Aussi, tout était minuté et l’arrivée du train, à huit heures treize, ne fut pas une surprise. Les voies explosèrent sous la deuxième locomotive, dans la pénombre de l’aurore, et les trois premiers wagons déraillèrent et s’enfoncèrent dans le tunnel. Les quatre derniers dépassaient au-dehors. Les gardes s’agitèrent, et nous ouvrîmes le feu ; les gardes s’effondrèrent.

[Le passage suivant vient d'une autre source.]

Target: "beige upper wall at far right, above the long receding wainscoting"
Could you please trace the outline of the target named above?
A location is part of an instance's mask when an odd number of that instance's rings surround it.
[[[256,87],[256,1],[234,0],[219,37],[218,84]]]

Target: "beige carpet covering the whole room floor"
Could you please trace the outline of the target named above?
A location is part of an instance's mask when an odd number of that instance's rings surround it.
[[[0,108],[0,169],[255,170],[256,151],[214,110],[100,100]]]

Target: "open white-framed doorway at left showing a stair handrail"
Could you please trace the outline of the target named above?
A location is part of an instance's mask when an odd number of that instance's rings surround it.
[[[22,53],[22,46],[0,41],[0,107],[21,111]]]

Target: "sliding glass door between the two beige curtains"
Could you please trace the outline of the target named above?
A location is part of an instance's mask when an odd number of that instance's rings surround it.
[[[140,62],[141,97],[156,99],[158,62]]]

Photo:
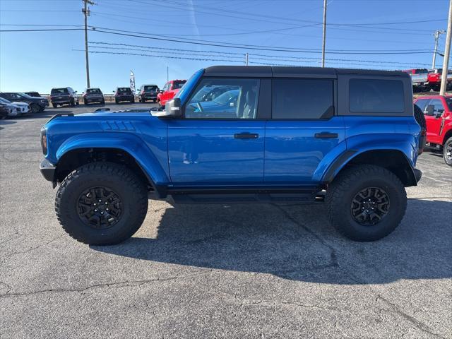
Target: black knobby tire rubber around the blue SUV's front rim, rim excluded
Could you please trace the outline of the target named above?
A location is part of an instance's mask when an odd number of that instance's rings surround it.
[[[122,214],[108,228],[86,225],[78,215],[78,199],[83,191],[103,186],[117,192]],[[130,169],[112,162],[97,162],[78,167],[61,183],[55,198],[55,211],[63,229],[78,242],[112,245],[129,239],[143,223],[148,211],[145,184]]]

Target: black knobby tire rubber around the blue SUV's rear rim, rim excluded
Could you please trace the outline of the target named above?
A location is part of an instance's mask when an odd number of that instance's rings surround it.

Les soldats de protection du convoi commencèrent leurs tirs, les gardes situés plus bas sur la voie aussi, et il y eut quelques minutes de confusion extrême. Nous étions au milieu, entre les soldats du train et les autres. Ceux-ci étaient également pris entre deux feux de maquisards. Je tirai un peu au hasard, dès qu’il me semblait voir quelque chose dans le train ; Mona me dit plus tard avoir tiré au hasard dès qu’il lui semblait voir quelque chose derrière nous. Il est certain que des balles, nous passant au-dessus de la tête, volèrent d’un soldat à un autre ; il est également probable que les maquisards qui avaient pris les gardes en tenaille se soient tiré dessus.
Et puis, comme à l’ordinaire, le combat prit fin presque aussi brutalement qu’il avait commencé. Un sergent sortit du train les mains en l’air, après avoir jeté un FM par la portière, et ses soldats le suivirent après avoir vu qu’il ne s’était pas fait abattre.
Les autres militaires, les gardes de la voie pris entre deux feux et ceux des trois premiers wagons fauchés au fur et à mesure de leur sortie du tunnel, n’étaient plus en état de combattre.
Nous n’eûmes donc pas à faire exploser le train. Les wagons étaient à peu de chose près intacts.
Nous commençâmes par soigner nos blessés ; ils étaient nombreux. Nous autres Rudevalois, qui avions pu choisir soigneusement nos positions lors de la préparation de l’assaut, n’avions que deux blessés légers ; mais les autres, qui avaient dû suivre les mouvements des gardes et n’avaient pu se placer aussi attentivement, relevèrent trois cadavres et une dizaine de blessés.
Quant aux soldats… Les gardes de la voie avaient subi de lourdes pertes : ceux qui étaient sur place avaient été abattus dans la foulée de l’explosion de la voie, et les autres étaient arrivés en courant et avaient dû improviser. Ceux du train, à l’arrière, s’étaient rendus après avoir réalisé qu’ils ne gagneraient pas cette manche. Nous n’avions laissé aucune chance à ceux de devant, fauchés impitoyablement à la sortie du tunnel.
Les blessés soignés, on se répartit la charge. Nous étions près d’une centaine et, en décomptant nos trois morts et notre vingtaine de blessés, nous pûmes emporter les trois tonnes de marchandises intéressantes que nous trouvâmes. Puis l’on détacha les deux wagons de tête, qui avaient franchi la portion de voie détruite, et les locomotives, et celles-ci tirèrent ceux-là jusqu’au milieu du tunnel. Là, on incendia soigneusement ce qui pouvait être incendié avant de ressortir par une galerie d’évacuation.
Des autres wagons, bloqués en aval de la bouche du tunnel, on mina les essieux. Ils s’affaissèrent sur la voie, qui devait rester inutilisable durant de longues semaines.
Deux jours plus tard, nos aides clandestines dans la population étaient bloquées dans leur action par un couvre-feu que nous n’aurions pas osé imaginer : à toute heure du jour ou de la nuit, aucun citoyen de la région n’avait le droit de sortir de chez lui sans escorte des forces de l’ordre.